Phase 4–Move the hose out of the window or out of the door or in a tub. Just be sure the water that you drain from your boiler doesn’t end up creating a mess elsewhere. Also, if not years of sediment and minerals you extract months. In your lawn, this isn’t the kind of stuff you want. It will also be under full pressure coming out of the hose, so be sure to tie this down and take steps to prevent splashing.
Step 5-Open the drain You will need a screwdriver to open the drain valve on Whirlpool water heaters like this one. Other brands may have handles on their levers, or may need another tool. Slowly open the drain valve until you have a full flux.

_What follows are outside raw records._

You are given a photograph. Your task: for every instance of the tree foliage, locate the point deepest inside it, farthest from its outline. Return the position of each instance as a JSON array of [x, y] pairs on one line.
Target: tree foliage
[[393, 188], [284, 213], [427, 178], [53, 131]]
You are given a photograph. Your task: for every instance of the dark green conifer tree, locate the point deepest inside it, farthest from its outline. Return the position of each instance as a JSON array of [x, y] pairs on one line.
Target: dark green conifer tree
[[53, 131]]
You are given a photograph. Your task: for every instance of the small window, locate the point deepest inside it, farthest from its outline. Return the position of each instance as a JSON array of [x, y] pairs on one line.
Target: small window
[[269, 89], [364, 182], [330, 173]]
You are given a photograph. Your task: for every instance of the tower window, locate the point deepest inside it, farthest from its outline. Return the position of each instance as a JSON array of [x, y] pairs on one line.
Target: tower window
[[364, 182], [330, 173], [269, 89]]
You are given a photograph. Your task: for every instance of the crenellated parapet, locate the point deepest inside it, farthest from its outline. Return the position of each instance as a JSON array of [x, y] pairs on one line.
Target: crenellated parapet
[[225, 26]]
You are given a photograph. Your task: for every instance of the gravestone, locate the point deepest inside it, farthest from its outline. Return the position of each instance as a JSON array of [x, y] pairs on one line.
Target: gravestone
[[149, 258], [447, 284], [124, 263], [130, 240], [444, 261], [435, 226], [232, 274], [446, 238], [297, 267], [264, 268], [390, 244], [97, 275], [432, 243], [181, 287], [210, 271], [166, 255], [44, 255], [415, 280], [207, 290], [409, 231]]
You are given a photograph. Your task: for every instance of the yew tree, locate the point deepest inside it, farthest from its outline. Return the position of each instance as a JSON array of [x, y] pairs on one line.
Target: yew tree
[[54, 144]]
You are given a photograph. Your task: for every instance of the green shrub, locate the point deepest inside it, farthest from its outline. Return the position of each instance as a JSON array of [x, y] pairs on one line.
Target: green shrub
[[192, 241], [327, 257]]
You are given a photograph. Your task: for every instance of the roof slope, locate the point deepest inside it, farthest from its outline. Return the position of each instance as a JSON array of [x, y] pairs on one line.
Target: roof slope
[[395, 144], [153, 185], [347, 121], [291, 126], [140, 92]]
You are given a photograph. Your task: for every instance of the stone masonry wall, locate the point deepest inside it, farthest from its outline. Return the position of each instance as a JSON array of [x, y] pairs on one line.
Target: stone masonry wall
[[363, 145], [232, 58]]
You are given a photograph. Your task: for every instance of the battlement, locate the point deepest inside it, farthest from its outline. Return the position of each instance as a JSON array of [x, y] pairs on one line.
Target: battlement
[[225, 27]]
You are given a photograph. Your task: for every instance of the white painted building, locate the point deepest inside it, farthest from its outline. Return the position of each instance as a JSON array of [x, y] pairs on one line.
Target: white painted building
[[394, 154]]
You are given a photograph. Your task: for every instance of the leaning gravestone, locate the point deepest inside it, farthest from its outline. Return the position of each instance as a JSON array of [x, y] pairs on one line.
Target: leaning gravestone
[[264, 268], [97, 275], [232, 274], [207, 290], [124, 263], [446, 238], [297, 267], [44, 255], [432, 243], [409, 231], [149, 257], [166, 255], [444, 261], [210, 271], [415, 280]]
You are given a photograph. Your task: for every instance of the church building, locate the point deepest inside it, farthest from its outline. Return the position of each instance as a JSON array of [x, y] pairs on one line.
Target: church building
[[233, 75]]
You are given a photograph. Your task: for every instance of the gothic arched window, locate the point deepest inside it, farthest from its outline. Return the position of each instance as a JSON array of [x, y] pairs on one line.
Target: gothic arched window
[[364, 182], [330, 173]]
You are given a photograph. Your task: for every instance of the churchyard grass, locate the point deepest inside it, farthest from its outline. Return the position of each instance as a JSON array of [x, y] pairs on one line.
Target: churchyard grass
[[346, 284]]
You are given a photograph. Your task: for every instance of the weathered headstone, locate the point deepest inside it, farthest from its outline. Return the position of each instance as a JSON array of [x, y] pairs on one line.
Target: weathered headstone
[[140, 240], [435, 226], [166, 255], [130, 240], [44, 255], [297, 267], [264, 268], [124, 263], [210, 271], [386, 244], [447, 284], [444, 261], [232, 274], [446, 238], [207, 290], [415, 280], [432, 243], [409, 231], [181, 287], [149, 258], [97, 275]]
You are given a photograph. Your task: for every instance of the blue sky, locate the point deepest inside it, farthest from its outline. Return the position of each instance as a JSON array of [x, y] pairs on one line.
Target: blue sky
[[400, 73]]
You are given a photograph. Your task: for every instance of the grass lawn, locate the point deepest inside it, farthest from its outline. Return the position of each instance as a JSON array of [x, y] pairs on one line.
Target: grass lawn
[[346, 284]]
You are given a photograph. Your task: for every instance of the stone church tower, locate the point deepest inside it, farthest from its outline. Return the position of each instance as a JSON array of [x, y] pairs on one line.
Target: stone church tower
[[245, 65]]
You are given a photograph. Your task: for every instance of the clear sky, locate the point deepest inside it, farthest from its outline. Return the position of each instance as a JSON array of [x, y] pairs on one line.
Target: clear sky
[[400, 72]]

Step 6-Let it drain Depending on how long you have been waiting to flush your system, you may need to allow your water heater drain from five to twenty minutes for anywhere. The water can be brownish and you’ll see scale flakes, sand and small stones made up of mineral deposits. You’ll know that when the water runs clear, you’re done. If the water is 100 per cent clear before you run out of time, don’t worry. At the bottom of the tank the sediment will resettle and your hot water will be as clean as it was, just come back in a month or two and drain the water heater again.
Step 7-Close the valve and put your hose away. I figure this step does not require much clarification.

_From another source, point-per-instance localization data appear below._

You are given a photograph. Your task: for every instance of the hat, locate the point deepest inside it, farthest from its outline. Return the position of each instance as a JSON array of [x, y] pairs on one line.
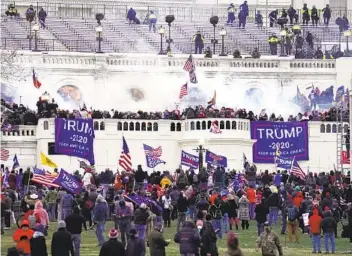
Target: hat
[[33, 196], [158, 226], [39, 227], [61, 224], [113, 233]]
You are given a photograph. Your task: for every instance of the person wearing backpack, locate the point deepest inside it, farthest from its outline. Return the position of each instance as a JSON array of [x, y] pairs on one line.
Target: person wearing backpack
[[208, 238], [203, 179], [243, 211], [269, 242], [216, 213], [182, 180], [66, 205], [292, 222]]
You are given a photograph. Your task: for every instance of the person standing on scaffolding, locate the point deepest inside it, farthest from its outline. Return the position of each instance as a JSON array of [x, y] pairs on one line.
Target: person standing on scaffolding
[[231, 14], [152, 21]]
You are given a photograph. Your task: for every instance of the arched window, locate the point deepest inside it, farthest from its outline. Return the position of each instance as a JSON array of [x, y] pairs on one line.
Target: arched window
[[198, 125], [322, 128], [131, 126], [150, 127], [155, 127], [96, 125], [46, 125], [222, 125], [345, 128], [172, 127], [119, 126], [178, 127], [102, 126], [328, 128]]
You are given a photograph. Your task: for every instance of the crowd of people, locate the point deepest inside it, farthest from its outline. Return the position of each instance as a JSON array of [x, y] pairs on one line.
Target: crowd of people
[[15, 115], [202, 207]]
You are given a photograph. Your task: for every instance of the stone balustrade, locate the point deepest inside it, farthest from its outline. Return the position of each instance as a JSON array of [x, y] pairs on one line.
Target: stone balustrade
[[145, 61], [129, 125]]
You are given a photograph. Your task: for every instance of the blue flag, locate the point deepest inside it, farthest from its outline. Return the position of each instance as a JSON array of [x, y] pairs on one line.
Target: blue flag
[[189, 160], [284, 162], [217, 160], [152, 156], [15, 162], [68, 182]]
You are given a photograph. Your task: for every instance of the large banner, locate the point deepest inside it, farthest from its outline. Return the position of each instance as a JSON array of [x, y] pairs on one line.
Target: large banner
[[290, 138], [189, 160], [68, 182], [215, 159], [75, 137]]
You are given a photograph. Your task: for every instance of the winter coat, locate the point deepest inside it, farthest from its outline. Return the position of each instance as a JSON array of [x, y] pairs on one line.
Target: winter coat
[[157, 244], [328, 224], [188, 238], [23, 244], [101, 211], [112, 247], [38, 245], [251, 195], [135, 247], [233, 208], [315, 222], [141, 216], [41, 214], [261, 210], [61, 243], [272, 200], [243, 211]]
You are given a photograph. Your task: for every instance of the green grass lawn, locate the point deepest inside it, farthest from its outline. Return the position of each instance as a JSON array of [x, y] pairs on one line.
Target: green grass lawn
[[247, 242]]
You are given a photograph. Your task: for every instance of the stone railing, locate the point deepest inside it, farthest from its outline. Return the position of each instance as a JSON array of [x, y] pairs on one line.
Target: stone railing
[[145, 61], [190, 125]]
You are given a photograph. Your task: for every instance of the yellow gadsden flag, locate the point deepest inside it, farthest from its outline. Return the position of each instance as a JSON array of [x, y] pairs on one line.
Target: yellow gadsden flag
[[47, 161]]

Step 8-Turn your water heater back on As I said at the beginning, don’t forget this step or your morning shower will be much warmer than you would have preferred. While most of the water that you drained from the tank of the heater came straight down from the supply line, a good portion of the hot water in the top of the tank was flushed out too. It’ll probably take an hour or two for the hot water to return to normal temperature, depending on the size and type of heater you have.
Regularly flushing your water heater can save you Millions Ask ten plumbers how long the average water heater will last and you will receive ten different responses. Part of the reason for this is that water mineral content and sediment content depend entirely on where you live and how you get your water. (The EPA requires municipalities to provide annual reports to residents.